Woodgrain patterns feature prominently in the works of Saitô. One of his most playful designs is titled "Beauty Contest" (競艷) from 1973. It is a large print measuring about 18.8 x 29.4 inches, issued in an edition of 80. Each of the fanciful cats proudly displays a unique woodgrain pattern, as Saitô puts the nine felines on display in a tableau of vanity not much different from the lineups of their human counterparts in traditional beauty pageants. Also on display is Saitô's mastery of printing with patterns—a tour de force in the use of this sosaku hanga technique. What should one make of the last cat on the far right? Is she to be seen as shy, aloof, bored, coquettish?

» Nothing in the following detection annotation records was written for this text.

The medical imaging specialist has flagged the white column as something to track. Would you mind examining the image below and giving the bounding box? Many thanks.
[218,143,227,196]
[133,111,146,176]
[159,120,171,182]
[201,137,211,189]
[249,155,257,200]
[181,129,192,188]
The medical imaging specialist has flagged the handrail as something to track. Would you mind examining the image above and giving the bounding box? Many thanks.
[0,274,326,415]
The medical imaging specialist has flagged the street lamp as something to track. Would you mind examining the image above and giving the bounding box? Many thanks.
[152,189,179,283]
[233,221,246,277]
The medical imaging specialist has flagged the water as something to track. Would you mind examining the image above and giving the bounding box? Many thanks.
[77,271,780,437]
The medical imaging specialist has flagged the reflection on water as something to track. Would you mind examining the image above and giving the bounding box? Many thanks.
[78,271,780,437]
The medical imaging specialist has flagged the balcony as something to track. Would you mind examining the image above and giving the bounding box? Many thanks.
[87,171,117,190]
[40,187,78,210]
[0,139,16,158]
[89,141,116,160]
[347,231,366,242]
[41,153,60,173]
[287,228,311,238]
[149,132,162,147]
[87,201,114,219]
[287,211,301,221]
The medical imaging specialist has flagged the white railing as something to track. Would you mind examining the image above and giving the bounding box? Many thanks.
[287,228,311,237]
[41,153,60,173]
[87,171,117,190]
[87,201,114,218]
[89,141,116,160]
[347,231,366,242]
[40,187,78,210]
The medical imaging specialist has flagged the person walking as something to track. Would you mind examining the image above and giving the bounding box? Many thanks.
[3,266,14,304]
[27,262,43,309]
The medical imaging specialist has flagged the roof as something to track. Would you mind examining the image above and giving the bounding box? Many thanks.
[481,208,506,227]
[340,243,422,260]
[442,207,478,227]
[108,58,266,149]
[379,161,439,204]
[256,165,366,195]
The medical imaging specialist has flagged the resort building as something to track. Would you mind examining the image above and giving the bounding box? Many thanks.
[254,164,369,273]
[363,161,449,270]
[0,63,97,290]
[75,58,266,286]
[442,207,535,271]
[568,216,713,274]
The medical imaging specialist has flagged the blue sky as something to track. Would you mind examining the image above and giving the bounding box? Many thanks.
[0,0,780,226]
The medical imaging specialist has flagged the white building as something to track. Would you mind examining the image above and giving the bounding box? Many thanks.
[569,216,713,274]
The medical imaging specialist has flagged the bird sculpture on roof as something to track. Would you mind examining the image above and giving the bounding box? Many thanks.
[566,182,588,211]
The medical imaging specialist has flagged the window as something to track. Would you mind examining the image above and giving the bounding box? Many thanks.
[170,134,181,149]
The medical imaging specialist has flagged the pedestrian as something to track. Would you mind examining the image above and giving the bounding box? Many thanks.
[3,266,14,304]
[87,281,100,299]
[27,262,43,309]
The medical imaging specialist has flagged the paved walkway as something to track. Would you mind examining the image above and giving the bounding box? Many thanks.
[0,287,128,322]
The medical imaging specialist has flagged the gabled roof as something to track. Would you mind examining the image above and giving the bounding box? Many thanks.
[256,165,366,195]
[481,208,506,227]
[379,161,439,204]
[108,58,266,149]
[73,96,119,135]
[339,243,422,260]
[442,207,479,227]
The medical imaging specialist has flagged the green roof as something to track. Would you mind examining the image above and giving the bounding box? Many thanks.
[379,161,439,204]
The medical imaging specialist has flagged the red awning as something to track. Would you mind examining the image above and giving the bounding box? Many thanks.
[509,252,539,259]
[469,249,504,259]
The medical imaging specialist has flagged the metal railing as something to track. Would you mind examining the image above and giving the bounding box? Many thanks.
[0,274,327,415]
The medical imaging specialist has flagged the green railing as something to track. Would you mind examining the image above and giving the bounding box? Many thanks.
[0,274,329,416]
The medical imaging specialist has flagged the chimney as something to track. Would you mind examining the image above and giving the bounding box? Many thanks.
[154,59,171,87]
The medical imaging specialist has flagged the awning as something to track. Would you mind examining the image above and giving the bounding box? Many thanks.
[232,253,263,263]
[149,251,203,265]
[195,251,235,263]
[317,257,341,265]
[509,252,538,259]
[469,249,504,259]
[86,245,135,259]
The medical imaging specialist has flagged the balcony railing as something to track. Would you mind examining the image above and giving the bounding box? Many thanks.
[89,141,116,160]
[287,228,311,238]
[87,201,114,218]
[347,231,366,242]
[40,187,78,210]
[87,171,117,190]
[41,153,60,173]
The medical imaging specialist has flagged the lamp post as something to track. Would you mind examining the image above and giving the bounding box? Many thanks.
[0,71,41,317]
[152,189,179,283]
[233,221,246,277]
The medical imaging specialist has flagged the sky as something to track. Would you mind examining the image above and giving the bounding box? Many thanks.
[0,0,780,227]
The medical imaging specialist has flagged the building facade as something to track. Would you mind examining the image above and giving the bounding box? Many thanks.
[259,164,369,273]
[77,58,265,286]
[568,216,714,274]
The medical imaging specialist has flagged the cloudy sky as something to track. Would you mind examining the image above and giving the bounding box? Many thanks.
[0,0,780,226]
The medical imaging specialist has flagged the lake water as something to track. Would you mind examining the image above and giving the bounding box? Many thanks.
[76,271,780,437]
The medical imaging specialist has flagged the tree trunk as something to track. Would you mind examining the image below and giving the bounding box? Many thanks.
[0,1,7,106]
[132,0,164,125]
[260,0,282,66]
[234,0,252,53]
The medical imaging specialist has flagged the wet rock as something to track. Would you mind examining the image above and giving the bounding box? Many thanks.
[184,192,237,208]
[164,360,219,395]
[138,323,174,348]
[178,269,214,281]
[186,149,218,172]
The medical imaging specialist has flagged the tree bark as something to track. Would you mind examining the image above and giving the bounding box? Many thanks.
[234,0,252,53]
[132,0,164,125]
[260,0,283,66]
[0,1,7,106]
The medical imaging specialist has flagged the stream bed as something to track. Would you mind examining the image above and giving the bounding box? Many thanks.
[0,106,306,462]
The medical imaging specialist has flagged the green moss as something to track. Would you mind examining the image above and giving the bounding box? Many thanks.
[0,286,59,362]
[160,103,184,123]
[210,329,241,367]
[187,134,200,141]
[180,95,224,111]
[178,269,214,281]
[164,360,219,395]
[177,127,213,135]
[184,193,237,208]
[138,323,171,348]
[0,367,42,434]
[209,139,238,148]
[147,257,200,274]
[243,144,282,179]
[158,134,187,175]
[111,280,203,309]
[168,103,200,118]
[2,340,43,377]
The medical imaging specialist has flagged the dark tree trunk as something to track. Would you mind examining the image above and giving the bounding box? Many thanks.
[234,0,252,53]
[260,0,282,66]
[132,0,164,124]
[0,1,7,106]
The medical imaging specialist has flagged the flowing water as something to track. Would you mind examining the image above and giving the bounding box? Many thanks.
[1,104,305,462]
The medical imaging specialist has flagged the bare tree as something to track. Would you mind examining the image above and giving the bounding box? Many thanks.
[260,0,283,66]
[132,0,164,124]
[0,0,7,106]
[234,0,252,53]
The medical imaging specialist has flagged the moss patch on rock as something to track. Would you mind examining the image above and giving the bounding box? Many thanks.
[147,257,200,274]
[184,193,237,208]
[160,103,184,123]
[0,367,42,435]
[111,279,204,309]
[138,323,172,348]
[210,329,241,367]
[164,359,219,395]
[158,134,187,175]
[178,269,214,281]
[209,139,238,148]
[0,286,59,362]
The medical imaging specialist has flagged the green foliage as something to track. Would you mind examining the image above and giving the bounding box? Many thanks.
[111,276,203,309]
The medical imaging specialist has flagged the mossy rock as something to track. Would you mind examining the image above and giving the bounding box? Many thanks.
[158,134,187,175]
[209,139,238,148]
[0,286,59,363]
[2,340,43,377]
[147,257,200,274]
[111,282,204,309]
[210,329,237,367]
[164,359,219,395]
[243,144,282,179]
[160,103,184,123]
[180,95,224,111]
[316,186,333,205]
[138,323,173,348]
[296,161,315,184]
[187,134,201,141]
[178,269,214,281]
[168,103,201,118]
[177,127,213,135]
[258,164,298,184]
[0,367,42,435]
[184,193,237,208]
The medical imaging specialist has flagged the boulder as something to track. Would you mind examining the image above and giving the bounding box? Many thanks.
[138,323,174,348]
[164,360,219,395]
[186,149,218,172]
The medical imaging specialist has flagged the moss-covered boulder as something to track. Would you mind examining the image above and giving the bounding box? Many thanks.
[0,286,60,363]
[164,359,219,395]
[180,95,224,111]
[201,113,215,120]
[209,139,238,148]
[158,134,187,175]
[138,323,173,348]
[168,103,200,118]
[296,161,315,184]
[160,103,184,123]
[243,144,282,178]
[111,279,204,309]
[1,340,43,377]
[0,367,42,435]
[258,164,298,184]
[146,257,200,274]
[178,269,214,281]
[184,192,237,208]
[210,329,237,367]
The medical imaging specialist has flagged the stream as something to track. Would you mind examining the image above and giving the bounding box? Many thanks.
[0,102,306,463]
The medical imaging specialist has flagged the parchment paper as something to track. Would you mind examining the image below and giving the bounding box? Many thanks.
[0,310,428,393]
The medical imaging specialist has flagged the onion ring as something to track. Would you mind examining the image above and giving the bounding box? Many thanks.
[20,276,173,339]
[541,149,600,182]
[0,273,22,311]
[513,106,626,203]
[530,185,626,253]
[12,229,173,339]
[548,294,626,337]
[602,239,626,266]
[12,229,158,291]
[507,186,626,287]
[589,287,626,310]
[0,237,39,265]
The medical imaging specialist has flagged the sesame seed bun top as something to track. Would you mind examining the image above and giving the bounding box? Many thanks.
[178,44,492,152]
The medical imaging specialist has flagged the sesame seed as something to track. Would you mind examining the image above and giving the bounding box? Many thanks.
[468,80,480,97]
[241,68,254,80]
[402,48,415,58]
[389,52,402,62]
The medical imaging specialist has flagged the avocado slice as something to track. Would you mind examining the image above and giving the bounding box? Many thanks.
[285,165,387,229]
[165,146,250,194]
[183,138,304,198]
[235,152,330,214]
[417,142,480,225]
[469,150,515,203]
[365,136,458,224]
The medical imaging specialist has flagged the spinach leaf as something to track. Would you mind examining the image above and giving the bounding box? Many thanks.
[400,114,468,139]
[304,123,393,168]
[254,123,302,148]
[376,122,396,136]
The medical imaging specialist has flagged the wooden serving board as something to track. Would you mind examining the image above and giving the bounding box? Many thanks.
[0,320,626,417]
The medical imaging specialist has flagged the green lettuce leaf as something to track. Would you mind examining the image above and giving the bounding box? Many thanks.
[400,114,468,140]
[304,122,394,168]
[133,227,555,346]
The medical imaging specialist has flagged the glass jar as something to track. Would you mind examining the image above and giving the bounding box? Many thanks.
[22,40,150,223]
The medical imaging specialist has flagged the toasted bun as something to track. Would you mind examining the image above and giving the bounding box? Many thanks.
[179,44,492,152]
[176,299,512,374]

Saito The print on the right is a portrait of a maiko or young geisha from Kyoto, a popular subject in modern Japanese prints and paintings. Saitô has simplified the forms to great effect and used the wood patterns to add texture and interest to his design. The wood-pattern background is especially dynamic and is also representative of the use by sosaku hanga artists of woodgrain (called mokumezuri, "grain printing"; see Wood Patterns and Making a Print). The maiko's white neck, considered an erotic feature, is made visible by the turn of her head. There is also an interesting ambiguity in the orientation of the maiko's torso and arms. The expressive circular sweep of the black robe as it spreads on the floor provides a decorative frame for the stylized wood-grained obi (sash), and it is punctuated by the careful placement of Saitô's artist seal and pencil signature in the large area of flat black on the left. Saitô created quite a few variations on the theme of the maiko, often bearing the same title but differentiated by letters or numbers in parentheses. The examples in numbered editions were often in large format with image sizes measuring around 24x18 inches. This example, however, does not have a title, but rather bears the annotation "(2)" in the lower margin, and is from an unlimited, undated edition with an image area measuring approximately 15.5x10.0 inches. © 1999-2001, 2019 by John Fiorillo

BIBLIOGRAPHY

  • Harada, Minoru: The Life and Works of Kiyoshi Saito. Tokyo: Abe Shuppan, 1990.
  • Merritt, H. and Tamada, N.: Guide to Modern Japanese Woodblock Prints: 1900-1975. Honolulu: University of Hawaii Press, 1992, p. 129.
  • Petit, G. and Arboleda, A.: Evolving Techniques in Japanese Woodblock Prints. Tokyo: Kodansha, 1977, pp. 56 and 152.
  • Smith, L.: Modern Japanese Prints, 1912-1989. London: British Museum Press, 1994, pp. 59-60, plates 93 and 95.
  • Statler, O.: Modern Japanese Prints: An Art Reborn. Rutland VT: Tuttle, 1956, pp. 53-58 and 191-192, plates 29-36.